Il y a un an, la signature d'un plan social a condamné 105 postes aux Papeteries de Condat, longtemps considérées comme un fleuron industriel en Dordogne. Seulement une soixantaine de licenciés a retrouvé du travail. Parmi eux : Mehdi Lavignac qui, à 46 ans, n'a pas eu d'autre choix que de s'accrocher pour s'en sortir.
Mehdi Lavignac a appris son licenciement par lettre recommandée à 10 jours de Noël. C'était en décembre 2023. Les Papeteries de Condat, où il travaille depuis plus de vingt ans, ferment leur ligne numéro 4. La direction écrit devoir faire face à une baisse considérable des commandes de papier couché. Mehdi est l’une des 105 personnes dont le poste est sacrifié, au nom du plan de sauvegarde de l’emploi (PSE).
"Je ne m’imaginais pas être licencié. On avait notre quotidien, nos habitudes de travail. Tout est allé très vite, on n’a même pas eu le temps de se le mettre en tête", se remémore-t-il, un an plus tard. Il a fallu, en quelques semaines, dire au revoir à cette usine que son père, son oncle et son beau-père ont aussi côtoyée. Et, très vite, se mettre à chercher un nouveau travail. À 46 ans.
"On serre les dents et on fait avec"
Grâce à son bac en maintenance automobile, le Périgourdin a trouvé un poste de contrôleur technique dans une petite entreprise du coin. Le chemin est loin d'avoir été simple. "À l'âge que j'ai, il fallait que je retravaille, je ne pouvais pas rester comme ça. J'ai pris la première formation qui venait, en mars. Je suis partie au Mans pendant deux mois. Cela a demandé des sacrifices... J'étais loin de ma famille, dans une petite chambre de 15 m², mais je voulais mettre toutes les chances de mon côté.

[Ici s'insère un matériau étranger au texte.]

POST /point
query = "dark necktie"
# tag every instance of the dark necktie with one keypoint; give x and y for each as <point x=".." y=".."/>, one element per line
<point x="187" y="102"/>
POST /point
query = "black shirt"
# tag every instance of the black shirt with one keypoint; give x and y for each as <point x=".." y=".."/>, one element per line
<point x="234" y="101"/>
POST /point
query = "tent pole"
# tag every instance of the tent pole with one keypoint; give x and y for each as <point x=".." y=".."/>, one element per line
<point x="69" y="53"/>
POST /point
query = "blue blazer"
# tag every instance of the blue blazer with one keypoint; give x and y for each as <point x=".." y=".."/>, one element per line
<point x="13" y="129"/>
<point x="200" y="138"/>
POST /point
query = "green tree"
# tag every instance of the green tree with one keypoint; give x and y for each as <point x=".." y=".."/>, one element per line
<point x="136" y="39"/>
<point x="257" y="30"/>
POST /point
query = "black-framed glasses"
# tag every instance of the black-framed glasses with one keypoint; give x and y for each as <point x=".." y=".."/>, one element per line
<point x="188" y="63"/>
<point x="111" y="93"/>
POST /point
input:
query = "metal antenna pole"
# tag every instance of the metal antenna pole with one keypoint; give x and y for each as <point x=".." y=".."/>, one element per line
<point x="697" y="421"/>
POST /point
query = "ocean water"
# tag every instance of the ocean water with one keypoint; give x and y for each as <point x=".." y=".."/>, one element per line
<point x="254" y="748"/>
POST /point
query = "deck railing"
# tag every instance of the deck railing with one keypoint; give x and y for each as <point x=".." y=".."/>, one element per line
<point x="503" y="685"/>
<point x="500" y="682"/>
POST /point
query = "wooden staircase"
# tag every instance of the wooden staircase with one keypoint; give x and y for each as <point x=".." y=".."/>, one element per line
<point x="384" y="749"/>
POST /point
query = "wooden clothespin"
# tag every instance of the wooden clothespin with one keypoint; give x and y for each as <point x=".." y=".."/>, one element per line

On serre les dents et on fait avec", confie-t-il.
Ce père de deux enfants de 13 et 18 ans, craignait de ne pas réussir à décrocher un emploi stable sur ce territoire rural, où les plans économiques et fermetures d'entreprises s'enchaînent. "Je ne voulais pas mettre trop de temps à retrouver du travail. Ca évite de cogiter, de se poser trop de questions", continue-t-il. Sur les 105 licenciés, une cinquantaine est encore sans emploi. À ceux-là pourraient s'ajouter les sous-traitants en mécanique, nettoyage ou logistique, nombreux à s'être retrouvés sur le carreau lorsque la ligne 4 a fermé.
Dans notre région, toutes les sociétés ferment. Je me disais : qu'est-ce que je vais faire ? Comment je vais rebondir ?
Mehdi LavignacAncien salarié des Papeteries de Condat
Même si Mehdi Lavignac a "tourné la page", il ne peut s'empêcher de penser aux "condats" toujours en poste. Dans le ciel du Lardin-Saint-Lazare, les cheminées de la papeterie fument toujours, mais à l'intérieur l'activité est en dents de scie. Rescapé de la vague de licenciement et délégué syndical CGT, Philippe Delord témoigne : "On ne sait pas où on va, on est très inquiets. On nous dit qu'on a des commandes, des fois, on n'en a pas… L'année n'a pas été aussi difficile que 2023, mais pas loin."
Sentiment d'abandon
Le manque de commandes se répercute sur le moral des employés. "Ils sont désabusés, découragés. Quand on discute, l'ambiance est lourde. On n'est pas optimiste pour l'avenir", décrit Philippe Delord. De façon plus globale, la situation pèse aussi sur les habitants du bassin de vie. Un fort sentiment d'abandon persiste. "Le principal sujet de conversation aujourd'hui au Lardin est la papeterie", poursuit le sécheur. Dans les années 90, plus de 1 200 personnes travaillaient dans cette usine qui faisait la fierté du territoire. Elles ne sont plus que 197 à résister désormais.